ELİN SİYONİSTİ BİLE GERÇEĞİ GÖRÜYOR

“Gölge CIA” olarak bilinen Teksas Austin merkezli istihbarat kurumu Stratfor’un sitesinde 2016 yılının 6 Mart günü bir yazı çıktı. Bir dönem İsrail’in Paris elçiliğinde görev yapmış olan Ortadoğu uzmanı Toba Hellerstein tarafından kaleme alınan yazı “Modern Suriye’nin Osmanlı’dan öğrenmesi gereken şey” başlığını taşıyordu. Hellerstein Esed’e bakın, nasıl akıl veriyordu:
“Osmanlı’nın uyguladığı çoğulcu siyaset Yahudilere, Hristiyanlara ve Müslümanlara kendi kimliklerini yaşama imkânı tanıyordu. Böylece hiçbir grup iktidar savaşına girme ihtiyacı duymuyordu. Millet olarak tanımlanan her dinin İstanbul nezdinde bir temsilcisi bulunuyor, her millet kendi içişlerini bizzat kendisi organize ediyordu. Eğitim, sosyal yardım, evlenme, boşanma, miras ve hatta vergilerin toplanması toplumların kendi insiyatifine bırakılmıştı. Farklı kimliklere sahip olmanın çatışma nedeni sayıldığı Suriye’de çözüm için yeniden Osmanlı’nın saygı anlayışına geçilmesi; Yeni Suriye’nin aynı faydacı yaklaşımı benimsemesi gerekmektedir.”

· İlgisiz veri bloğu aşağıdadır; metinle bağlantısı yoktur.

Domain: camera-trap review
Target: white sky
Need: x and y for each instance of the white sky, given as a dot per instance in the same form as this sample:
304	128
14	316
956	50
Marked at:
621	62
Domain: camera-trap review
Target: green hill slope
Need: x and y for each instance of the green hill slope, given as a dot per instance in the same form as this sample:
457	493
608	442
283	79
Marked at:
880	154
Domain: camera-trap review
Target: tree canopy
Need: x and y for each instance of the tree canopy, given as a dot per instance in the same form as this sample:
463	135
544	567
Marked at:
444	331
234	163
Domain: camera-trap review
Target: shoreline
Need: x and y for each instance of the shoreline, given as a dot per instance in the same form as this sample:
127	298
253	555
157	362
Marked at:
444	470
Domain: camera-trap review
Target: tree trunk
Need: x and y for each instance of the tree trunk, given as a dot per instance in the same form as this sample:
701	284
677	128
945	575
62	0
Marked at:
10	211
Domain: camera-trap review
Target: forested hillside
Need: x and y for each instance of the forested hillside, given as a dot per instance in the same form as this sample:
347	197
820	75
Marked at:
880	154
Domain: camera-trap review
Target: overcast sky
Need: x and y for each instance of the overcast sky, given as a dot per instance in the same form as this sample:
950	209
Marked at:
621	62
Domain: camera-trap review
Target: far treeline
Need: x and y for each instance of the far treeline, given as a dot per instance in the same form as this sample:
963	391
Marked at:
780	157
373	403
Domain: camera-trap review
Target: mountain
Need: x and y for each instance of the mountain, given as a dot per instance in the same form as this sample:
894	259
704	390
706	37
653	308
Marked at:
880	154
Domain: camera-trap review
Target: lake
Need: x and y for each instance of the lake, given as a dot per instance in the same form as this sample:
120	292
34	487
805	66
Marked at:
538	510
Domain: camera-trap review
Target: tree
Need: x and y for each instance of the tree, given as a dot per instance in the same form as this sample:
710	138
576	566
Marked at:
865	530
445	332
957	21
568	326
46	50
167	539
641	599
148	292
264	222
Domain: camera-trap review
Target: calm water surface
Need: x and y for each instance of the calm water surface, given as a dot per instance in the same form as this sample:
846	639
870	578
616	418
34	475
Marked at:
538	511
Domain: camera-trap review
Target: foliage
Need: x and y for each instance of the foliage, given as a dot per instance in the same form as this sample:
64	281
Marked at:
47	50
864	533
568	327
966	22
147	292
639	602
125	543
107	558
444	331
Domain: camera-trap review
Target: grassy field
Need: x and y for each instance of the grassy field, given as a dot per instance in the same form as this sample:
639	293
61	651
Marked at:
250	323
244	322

CARL BİLDT’DEN DÜNYAYA OSMANLI DERSİ

30 Kasım 2015’te İsveç’in eski başbakan ve dışişleri bakanı Carl Bildt tarafından Project Syndicate platformu için kaleme alınan “Osmanlı mozayiğini korumak” başlıklı makaleye dikkat çekmek isterim. Söz konusu makale sadece Arap coğrafyasındaki diktatörlere değil, bütün dünyaya “Osmanlı Barışı” hakkında ders niteliği taşıyan önemli mesajlar veriyor.

İSVEÇLİ BAKAN NE DİYOR?

“Osmanlı İmparatorluğu bir zamanlar günümüzün Bosna’sında yer alan Bihaç kentinden başlıyor ve Irak’ın Basra vilayetine dek uzanıyordu. Bu geniş coğrafyada birbirine karışmış kültürler, gelenekler ve dillerden oluşan zengin mozaik, İstanbul’da oturan Sultan’ın mutlak otoritesi tarafından idare ediliyordu. Bu son derece istikrarlı idare, bölgeye barışla geçen yüzyıllar kazandırdı. Fakat bu barış dönemi, şiddet içinde yaşanan bir çöküşle son buldu. Savaşların ve devrimlerin ardından geride şu gerçek kaldı; 1. Dünya Savaşı sonrası kurulan düzen bölgeyi kan gölüne çevirdi. Osmanlı mozayiğinin çok kötü bir şekilde hasar aldığını ve çözülme sürecinin halen yavaş yavaş devam ettiğini görebiliriz.”